As shown in this study, renal cell carcinoma cell lines required relatively low concentrations of Zol to inhibit FPPS and to stimulate γδ T cell responses in vitro. Recent clinical trials have shown that γδ T cell/Zol-based therapies provide clinical benefits for patients with lung metastasis of renal cell carcinoma.[38-40] Like the breast cancer and myeloma studies, these observations suggest that the effect of Zol is not solely limited to preventing skeletal metastasis. Instead, Zol may serve to potentiate the effector functions of γδ T cells in patients with a variety of tumor types including those not metastatic to bone. Clinical studies assessing γδ T cell therapy have been primarily carried out in patients with mammary carcinoma, lymphoma, myeloma, renal cell carcinoma, and prostate cancer. However, the correlation between the Zol-sensitivity of a tumor and the clinical outcome of γδ T cell therapy remains unclear. Assessing the in vitro sensitivity of tumor cells to Zol may help to predict which tumor types are most likely to respond to therapy and, if cancer cells from individual patients can be tested for Zol sensitivity, aid in deciding which patients to recruit for Zol-based clinical trials. Currently, many laboratories are attempting to develop N-BPs that have affinity for the tumors themselves or that can be targeted to tumors. This medicinal chemistry approach could help to optimize N-BPs for γδ T cell-based cancer immunotherapy.

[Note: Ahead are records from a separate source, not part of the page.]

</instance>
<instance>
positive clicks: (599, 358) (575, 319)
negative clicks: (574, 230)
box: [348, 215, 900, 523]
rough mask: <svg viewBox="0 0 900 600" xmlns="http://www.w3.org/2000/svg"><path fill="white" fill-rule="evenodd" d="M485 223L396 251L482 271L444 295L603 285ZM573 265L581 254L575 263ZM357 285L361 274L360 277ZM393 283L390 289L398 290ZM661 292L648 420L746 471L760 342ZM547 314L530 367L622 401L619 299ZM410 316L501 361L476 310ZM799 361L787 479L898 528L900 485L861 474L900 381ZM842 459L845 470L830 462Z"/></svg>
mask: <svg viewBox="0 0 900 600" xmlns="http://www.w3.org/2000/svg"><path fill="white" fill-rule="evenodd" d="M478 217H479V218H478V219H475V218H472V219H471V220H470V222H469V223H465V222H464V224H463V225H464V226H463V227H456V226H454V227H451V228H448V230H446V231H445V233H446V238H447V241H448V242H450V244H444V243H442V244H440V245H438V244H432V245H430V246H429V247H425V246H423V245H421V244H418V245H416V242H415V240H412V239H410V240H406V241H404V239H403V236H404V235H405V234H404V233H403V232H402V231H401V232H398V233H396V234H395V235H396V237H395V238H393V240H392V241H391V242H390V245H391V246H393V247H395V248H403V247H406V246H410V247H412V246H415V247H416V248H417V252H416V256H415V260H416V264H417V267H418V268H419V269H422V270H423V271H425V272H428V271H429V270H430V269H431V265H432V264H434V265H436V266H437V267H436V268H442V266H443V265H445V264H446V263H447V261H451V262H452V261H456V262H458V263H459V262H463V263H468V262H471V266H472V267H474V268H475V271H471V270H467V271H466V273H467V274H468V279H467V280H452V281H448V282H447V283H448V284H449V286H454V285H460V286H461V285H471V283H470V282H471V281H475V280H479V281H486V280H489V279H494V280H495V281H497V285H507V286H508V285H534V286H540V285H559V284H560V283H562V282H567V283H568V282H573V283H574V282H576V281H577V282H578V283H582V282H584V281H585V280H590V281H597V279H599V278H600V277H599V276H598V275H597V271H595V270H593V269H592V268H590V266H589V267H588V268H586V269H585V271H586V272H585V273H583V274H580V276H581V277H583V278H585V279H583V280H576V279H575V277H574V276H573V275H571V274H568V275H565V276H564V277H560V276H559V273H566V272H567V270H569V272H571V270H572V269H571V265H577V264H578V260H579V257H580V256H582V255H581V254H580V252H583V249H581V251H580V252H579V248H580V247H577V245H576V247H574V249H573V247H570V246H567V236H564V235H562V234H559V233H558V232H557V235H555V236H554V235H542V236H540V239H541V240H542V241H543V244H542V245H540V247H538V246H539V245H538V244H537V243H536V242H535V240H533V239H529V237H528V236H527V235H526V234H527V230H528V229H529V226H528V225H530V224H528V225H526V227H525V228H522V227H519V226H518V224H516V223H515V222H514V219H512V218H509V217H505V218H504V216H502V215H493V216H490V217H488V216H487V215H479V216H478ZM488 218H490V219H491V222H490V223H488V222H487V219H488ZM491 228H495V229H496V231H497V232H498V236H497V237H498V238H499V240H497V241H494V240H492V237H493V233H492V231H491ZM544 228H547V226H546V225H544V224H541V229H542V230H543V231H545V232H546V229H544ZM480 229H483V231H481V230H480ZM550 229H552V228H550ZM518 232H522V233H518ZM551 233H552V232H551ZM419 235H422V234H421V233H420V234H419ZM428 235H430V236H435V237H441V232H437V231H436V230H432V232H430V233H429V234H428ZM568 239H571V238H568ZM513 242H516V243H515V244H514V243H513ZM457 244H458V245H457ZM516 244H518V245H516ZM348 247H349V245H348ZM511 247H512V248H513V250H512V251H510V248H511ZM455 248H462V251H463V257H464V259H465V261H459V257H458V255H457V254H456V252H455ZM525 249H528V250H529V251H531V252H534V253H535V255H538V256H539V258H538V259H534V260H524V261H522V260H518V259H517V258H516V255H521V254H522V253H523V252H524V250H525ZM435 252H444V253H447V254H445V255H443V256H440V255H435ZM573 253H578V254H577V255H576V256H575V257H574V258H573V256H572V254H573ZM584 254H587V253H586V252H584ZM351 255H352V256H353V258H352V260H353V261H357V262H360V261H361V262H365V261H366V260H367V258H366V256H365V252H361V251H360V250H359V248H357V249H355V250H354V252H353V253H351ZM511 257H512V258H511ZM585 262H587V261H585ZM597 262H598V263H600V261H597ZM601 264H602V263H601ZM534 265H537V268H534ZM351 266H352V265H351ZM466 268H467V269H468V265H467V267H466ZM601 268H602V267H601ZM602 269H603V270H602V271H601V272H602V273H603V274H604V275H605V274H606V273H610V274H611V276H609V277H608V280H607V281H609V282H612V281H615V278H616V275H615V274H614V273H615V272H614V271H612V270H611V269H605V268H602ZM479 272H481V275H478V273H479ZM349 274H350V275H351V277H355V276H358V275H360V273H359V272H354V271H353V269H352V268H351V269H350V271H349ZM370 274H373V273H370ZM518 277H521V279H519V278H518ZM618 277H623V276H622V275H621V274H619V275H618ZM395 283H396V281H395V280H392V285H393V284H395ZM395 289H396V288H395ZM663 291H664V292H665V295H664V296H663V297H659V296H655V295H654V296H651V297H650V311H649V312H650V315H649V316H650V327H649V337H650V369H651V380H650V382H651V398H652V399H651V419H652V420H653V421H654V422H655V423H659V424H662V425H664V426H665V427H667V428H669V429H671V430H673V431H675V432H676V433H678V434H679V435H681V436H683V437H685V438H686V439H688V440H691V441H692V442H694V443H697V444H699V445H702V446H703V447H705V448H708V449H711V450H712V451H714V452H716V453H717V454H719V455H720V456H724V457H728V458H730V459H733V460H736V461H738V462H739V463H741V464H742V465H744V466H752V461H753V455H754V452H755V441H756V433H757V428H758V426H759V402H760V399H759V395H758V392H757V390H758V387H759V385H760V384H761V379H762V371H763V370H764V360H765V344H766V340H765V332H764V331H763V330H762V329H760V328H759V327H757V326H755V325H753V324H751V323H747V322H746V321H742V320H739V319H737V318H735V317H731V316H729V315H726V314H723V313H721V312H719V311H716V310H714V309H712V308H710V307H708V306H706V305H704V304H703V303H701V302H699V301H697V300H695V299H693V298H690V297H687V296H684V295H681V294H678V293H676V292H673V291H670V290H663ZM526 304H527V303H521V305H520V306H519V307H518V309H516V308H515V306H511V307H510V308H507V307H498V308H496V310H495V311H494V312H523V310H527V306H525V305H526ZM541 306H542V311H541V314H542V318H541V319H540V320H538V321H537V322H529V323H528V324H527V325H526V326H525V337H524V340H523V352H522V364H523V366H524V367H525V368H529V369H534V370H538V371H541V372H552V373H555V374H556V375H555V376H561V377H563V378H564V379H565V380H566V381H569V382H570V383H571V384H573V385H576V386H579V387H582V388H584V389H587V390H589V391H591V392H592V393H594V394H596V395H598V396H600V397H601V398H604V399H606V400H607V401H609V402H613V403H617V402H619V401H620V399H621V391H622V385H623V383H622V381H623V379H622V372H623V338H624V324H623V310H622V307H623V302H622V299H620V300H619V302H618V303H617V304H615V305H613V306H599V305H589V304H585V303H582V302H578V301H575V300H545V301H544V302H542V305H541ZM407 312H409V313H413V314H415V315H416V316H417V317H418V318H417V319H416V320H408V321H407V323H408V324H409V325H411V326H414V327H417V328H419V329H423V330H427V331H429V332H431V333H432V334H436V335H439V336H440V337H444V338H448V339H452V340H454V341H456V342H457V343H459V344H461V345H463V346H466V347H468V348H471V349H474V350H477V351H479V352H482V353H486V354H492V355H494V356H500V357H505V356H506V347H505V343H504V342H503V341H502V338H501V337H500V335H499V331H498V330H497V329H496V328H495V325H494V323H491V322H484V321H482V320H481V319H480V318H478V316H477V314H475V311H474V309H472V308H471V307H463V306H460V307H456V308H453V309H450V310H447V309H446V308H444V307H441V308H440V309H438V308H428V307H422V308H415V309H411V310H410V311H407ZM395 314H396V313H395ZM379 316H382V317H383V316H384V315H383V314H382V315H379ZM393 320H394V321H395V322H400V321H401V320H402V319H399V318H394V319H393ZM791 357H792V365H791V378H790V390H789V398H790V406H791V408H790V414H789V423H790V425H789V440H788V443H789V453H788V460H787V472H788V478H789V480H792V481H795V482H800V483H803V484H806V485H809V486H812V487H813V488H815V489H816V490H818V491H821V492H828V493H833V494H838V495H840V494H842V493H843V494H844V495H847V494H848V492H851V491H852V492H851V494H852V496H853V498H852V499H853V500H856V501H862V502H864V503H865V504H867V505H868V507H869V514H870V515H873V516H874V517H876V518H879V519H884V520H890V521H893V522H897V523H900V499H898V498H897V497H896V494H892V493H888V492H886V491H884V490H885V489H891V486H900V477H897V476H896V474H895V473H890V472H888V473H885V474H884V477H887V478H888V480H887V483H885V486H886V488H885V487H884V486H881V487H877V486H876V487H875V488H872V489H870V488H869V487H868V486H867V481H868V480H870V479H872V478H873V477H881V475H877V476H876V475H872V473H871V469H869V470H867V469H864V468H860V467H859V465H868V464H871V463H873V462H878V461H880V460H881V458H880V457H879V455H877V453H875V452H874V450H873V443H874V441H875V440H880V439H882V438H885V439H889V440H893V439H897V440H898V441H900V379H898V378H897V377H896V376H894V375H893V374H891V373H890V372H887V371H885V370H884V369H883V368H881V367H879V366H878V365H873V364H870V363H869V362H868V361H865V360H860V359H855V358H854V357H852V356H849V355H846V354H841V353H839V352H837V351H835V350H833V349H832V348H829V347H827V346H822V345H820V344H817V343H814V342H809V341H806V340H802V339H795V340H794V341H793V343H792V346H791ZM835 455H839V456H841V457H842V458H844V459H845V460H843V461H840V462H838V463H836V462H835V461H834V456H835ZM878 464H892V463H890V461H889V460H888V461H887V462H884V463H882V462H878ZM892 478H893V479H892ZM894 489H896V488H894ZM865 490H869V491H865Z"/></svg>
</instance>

We are grateful to Shionogi Pharmaceutical (Osaka, Japan) for providing the recombinant human IL-2. This study was supported by Grants-in-Aid for Scientific Research from the Ministry of Education, Science, Culture, Sports, and Technology of Japan (MEXT) (to Y. T.), by the “Coordination, Support, and Training Program for Translational Research” from MEXT (to Y. T., N. M., T. S., and M. T.), by the “Special Coordination Funds for Promoting Science and Technology” from MEXT and Astellas Pharma through the “Formation of Center for Innovation by Fusion of Advanced Technologies” program (to Y. T.), by the “Platform for Drug Discovery, Informatics, and Structural Life Science” from MEXT (to Y. T.), and by grants from the National Institute of Arthritis and Musculoskeletal and Skin Disease, National Institutes of Health (AR045504) (to C. T. M.), National Cancer Institute, National Institutes of Health (CA113874 and CA097274-11) (to C. T. M.), and the Department of Veterans Affairs, Veterans Health Administration, Office of Research and Development, Biomedical Laboratory Research and Development (1 I01 BX000972-01A1) (to C. T. M.). The content of this manuscript are solely the responsibility of the authors and do not necessarily represent the official views of the granting agencies.
C. T. M. is a co-inventor of US Patent 8,012,466 on the development of live bacterial vaccines for activating γδ T cells. The other authors have no conflicts of interest.